Prostitución, pornografía y concursos de belleza, son el blanco preferido del nuevo puritanismo que se esconde detrás de la palabra “cosificación”. Los cuerpos, el sexo, la erótica, han vuelto a ser escudriñados, se los vigila y se los castiga. No alcanza la voluntad y el consentimiento (por más explícito e informado que sea), los cuerpos no deben exhibirse ni utilizarse por fuera de las normas establecidas por la nueva moral conservadora. Las reglas del juego han cambiado, nos dicen, pero en realidad no son más que las viejas normas adaptadas a los nuevos tiempos.

La infantilización de las putas se utiliza contra todas las mujeres y contra todas las feminidades. Utilizar el capital erótico en beneficio propio es contrario a la nueva moral, el sexo se presume gratuito (y por mutuo deseo), o como una forma de violencia patriarcal. En este imaginario donde las mujeres no pueden consentir ser putas porque la pobreza las invalida como seres pensantes, “la pecadora” es mutada en víctima, convertida en un pedazo de carne con agujeros destinados a ser “violados” por todos los hombres, esos seres maléficos que se apropian de la dignidad y los cuerpos de las mujeres.

El relato misándrico cambia el paradigma, ya no se trata de buenas o malas, sino de víctimas y de victimarios. La puta ha dejado de ser la “mala mujer”, para convertirse en la víctima que debe ser “rescatada”, aún contra su propia voluntad, porque (“pobrecita”) no sabe lo que hace y no puede decidir por ella misma. En este relato, las “salvadoras” buscarán que las leyes castiguen y repriman a los consumidores de servicios sexuales creando un nuevo tipo de delincuentes: los que “pagan para violar”. Los clientes de las trabajadoras del sexo se convierten en “violadores”, que abusan de las putas porque no tienen la capacidad de consentir por ser mujeres “pobres” y sin la preparación adecuada para ganarse la vida de otro modo. En este “evangelio del rescate”, pagar por sexo se convierte en un privilegio masculino, el privilegio de “violar” por dinero.

Incapaces de ofrecer alternativas laborales que seduzcan a las trabajadoras del sexo, utilizan el poder punitivo del Estado para asfixiar económicamente a las prostitutas atacando su fuente de ingresos.
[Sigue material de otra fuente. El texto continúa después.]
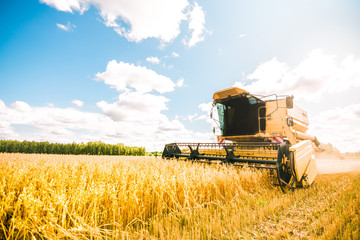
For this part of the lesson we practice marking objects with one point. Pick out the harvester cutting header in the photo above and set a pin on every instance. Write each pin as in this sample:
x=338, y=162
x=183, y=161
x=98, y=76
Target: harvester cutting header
x=259, y=131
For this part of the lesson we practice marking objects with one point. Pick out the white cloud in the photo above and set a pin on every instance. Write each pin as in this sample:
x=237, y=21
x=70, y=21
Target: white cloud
x=180, y=82
x=135, y=119
x=339, y=126
x=153, y=60
x=67, y=5
x=122, y=75
x=317, y=74
x=68, y=27
x=21, y=106
x=77, y=103
x=140, y=19
x=135, y=107
x=175, y=55
x=196, y=25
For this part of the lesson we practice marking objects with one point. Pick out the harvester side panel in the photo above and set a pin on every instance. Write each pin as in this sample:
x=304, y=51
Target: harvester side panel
x=303, y=152
x=310, y=173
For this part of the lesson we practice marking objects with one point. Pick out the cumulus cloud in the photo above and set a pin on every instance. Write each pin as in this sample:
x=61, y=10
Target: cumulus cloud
x=153, y=60
x=139, y=19
x=77, y=103
x=148, y=126
x=339, y=126
x=175, y=55
x=123, y=76
x=68, y=27
x=317, y=74
x=135, y=107
x=196, y=25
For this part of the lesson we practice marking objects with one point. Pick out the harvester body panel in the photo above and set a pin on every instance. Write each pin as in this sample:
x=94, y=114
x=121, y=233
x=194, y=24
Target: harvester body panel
x=259, y=131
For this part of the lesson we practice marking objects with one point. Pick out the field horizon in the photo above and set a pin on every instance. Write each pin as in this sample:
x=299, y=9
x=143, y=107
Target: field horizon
x=116, y=197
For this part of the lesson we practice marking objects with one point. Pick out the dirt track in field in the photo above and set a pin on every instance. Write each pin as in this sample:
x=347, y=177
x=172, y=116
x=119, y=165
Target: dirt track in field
x=329, y=166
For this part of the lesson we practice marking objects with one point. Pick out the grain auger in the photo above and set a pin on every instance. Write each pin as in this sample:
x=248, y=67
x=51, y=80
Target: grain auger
x=257, y=131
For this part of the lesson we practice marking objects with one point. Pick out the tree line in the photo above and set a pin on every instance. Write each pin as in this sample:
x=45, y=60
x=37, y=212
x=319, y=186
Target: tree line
x=90, y=148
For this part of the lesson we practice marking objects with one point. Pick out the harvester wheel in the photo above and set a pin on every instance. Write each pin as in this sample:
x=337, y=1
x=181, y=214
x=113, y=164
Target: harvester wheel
x=284, y=168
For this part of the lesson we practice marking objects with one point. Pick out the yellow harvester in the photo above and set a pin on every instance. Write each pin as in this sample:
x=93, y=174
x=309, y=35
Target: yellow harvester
x=257, y=131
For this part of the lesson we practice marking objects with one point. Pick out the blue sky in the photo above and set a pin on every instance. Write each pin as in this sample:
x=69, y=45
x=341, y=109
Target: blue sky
x=143, y=72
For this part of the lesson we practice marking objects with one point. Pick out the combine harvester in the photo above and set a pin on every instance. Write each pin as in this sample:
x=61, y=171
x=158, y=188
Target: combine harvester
x=257, y=131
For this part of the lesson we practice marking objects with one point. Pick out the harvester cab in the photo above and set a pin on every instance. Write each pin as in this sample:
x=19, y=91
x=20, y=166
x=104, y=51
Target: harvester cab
x=257, y=131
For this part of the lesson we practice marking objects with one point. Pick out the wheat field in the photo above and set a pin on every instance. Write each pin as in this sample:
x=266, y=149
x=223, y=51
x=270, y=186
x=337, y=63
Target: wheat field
x=109, y=197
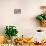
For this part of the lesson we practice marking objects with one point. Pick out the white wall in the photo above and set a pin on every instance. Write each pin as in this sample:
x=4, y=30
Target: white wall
x=25, y=22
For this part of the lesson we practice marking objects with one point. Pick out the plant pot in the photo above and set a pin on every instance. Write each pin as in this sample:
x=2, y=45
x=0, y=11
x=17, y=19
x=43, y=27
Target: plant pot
x=43, y=23
x=9, y=41
x=13, y=38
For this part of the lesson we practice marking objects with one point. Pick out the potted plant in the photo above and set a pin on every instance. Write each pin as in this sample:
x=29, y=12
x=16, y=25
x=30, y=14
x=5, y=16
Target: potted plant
x=10, y=31
x=42, y=17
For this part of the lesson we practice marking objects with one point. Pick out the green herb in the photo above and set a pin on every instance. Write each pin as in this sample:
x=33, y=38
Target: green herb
x=11, y=31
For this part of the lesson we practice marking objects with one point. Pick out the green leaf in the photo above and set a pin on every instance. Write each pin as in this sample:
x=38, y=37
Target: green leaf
x=40, y=18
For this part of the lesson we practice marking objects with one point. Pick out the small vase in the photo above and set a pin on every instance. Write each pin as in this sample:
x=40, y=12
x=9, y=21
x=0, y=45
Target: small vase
x=9, y=41
x=13, y=38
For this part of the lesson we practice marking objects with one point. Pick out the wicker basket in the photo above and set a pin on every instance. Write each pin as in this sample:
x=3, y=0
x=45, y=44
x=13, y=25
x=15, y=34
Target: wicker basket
x=43, y=23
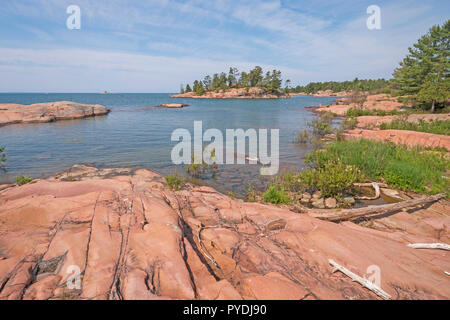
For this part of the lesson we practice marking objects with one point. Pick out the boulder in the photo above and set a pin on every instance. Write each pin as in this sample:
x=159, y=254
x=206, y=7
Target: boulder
x=349, y=200
x=131, y=237
x=174, y=105
x=330, y=203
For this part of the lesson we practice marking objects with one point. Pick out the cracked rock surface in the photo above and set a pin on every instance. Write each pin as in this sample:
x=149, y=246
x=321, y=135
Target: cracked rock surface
x=131, y=237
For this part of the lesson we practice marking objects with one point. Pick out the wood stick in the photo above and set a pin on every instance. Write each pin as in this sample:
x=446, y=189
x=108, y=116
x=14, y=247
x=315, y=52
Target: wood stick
x=364, y=282
x=375, y=186
x=441, y=246
x=352, y=214
x=369, y=184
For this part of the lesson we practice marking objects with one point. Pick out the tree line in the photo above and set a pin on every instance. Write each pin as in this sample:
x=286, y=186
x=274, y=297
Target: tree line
x=422, y=78
x=270, y=81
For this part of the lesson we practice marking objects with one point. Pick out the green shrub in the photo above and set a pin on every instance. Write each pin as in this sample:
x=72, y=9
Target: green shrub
x=276, y=196
x=320, y=127
x=175, y=181
x=349, y=123
x=434, y=126
x=302, y=137
x=21, y=180
x=334, y=179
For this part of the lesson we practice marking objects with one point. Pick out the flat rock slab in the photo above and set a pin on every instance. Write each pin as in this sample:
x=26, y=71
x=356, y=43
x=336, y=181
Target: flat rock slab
x=48, y=112
x=174, y=105
x=376, y=121
x=131, y=237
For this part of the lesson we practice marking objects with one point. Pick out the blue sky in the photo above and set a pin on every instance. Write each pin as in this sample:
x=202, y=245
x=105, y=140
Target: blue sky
x=154, y=46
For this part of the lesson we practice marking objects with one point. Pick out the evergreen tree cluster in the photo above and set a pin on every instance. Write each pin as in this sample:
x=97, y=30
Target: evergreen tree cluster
x=270, y=81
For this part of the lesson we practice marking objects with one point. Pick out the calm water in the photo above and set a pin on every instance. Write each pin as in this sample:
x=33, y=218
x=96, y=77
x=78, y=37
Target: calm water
x=136, y=135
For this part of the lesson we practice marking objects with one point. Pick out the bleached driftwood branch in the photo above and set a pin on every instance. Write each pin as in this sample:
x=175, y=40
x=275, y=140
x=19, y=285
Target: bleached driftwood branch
x=375, y=186
x=441, y=246
x=352, y=214
x=364, y=282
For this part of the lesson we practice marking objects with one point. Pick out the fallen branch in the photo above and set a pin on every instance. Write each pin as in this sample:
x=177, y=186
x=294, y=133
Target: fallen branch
x=364, y=282
x=441, y=246
x=369, y=184
x=375, y=186
x=352, y=214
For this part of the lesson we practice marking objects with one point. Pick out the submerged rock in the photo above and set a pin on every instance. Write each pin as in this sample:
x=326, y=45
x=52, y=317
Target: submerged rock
x=131, y=237
x=48, y=112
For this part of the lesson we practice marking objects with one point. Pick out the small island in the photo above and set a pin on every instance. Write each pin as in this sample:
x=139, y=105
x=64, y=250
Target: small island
x=254, y=84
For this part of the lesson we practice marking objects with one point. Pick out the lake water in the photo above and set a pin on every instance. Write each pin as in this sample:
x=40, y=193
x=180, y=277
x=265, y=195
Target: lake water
x=136, y=135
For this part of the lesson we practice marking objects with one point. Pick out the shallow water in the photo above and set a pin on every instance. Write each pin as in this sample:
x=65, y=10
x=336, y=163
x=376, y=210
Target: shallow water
x=136, y=135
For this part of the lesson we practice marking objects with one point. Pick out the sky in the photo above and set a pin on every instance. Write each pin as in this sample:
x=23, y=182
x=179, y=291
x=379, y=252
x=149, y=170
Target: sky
x=154, y=46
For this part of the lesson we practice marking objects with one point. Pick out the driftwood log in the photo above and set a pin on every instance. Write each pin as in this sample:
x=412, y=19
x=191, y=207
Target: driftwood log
x=362, y=281
x=441, y=246
x=352, y=214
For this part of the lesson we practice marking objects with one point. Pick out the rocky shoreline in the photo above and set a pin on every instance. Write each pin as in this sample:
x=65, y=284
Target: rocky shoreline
x=48, y=112
x=134, y=238
x=368, y=127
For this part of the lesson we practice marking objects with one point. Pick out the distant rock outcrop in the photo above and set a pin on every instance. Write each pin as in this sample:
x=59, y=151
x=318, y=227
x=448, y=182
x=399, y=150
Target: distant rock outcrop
x=48, y=112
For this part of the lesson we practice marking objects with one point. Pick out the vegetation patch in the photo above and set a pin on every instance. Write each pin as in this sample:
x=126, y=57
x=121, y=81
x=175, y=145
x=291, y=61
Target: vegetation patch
x=21, y=180
x=415, y=169
x=2, y=158
x=355, y=112
x=175, y=181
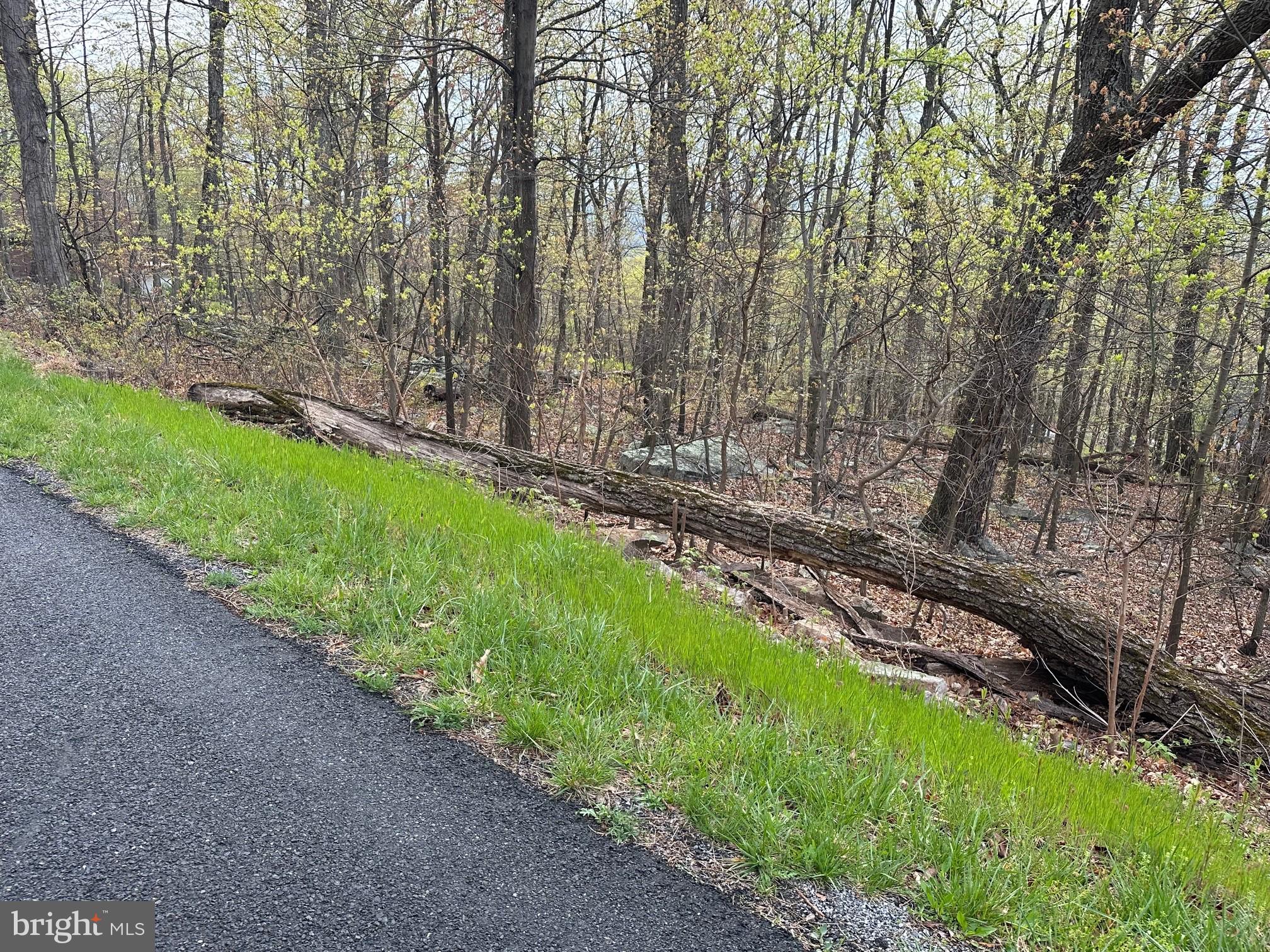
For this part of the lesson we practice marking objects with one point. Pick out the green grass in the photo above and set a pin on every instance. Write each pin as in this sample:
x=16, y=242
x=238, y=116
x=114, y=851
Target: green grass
x=812, y=771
Como el discurso moralizante no les alcanza para disuadir a las putas y sus clientes, recurren al funcionariato estatal, lo impregnan de su visión clasista y neo-victoriana, y lo utilizan para imponer su discurso a toda la sociedad. La policía hará el resto.

La cruzada moral se impone silenciando y reprimiendo todas las voces que no conjugan con sus intereses, y demonizando a las trabajadoras sexuales que se organizan sindicalmente. Así, las referentes sindicales son estigmatizadas como “fiolas”, “proxenetas”, “putas privilegiadas” o “cómplices del patriarcado”; se las acosa en las redes, se boicotean y repudian sus charlas y debates, y se ataca a toda institución que se atreva a darles voz. En este discurso maniqueo, o eres víctima o eres cómplice o victimario. Los hombres quedan fuera del debate, se los excluye por portación de género. Ellos forman parte del “eje del mal”, todos son “violadores en potencia”.

Mientras la misandria se disfraza de feminismo, las putas siguen librando su batalla cotidiana contra el estigma, la discriminación y la violencia policial; sueñan con leyes que las protejan y con el reconocimiento de su capacidad de decidir, como personas adultas, bajo qué términos vivir sus propias vidas. Todo lo demás, es puro cuento.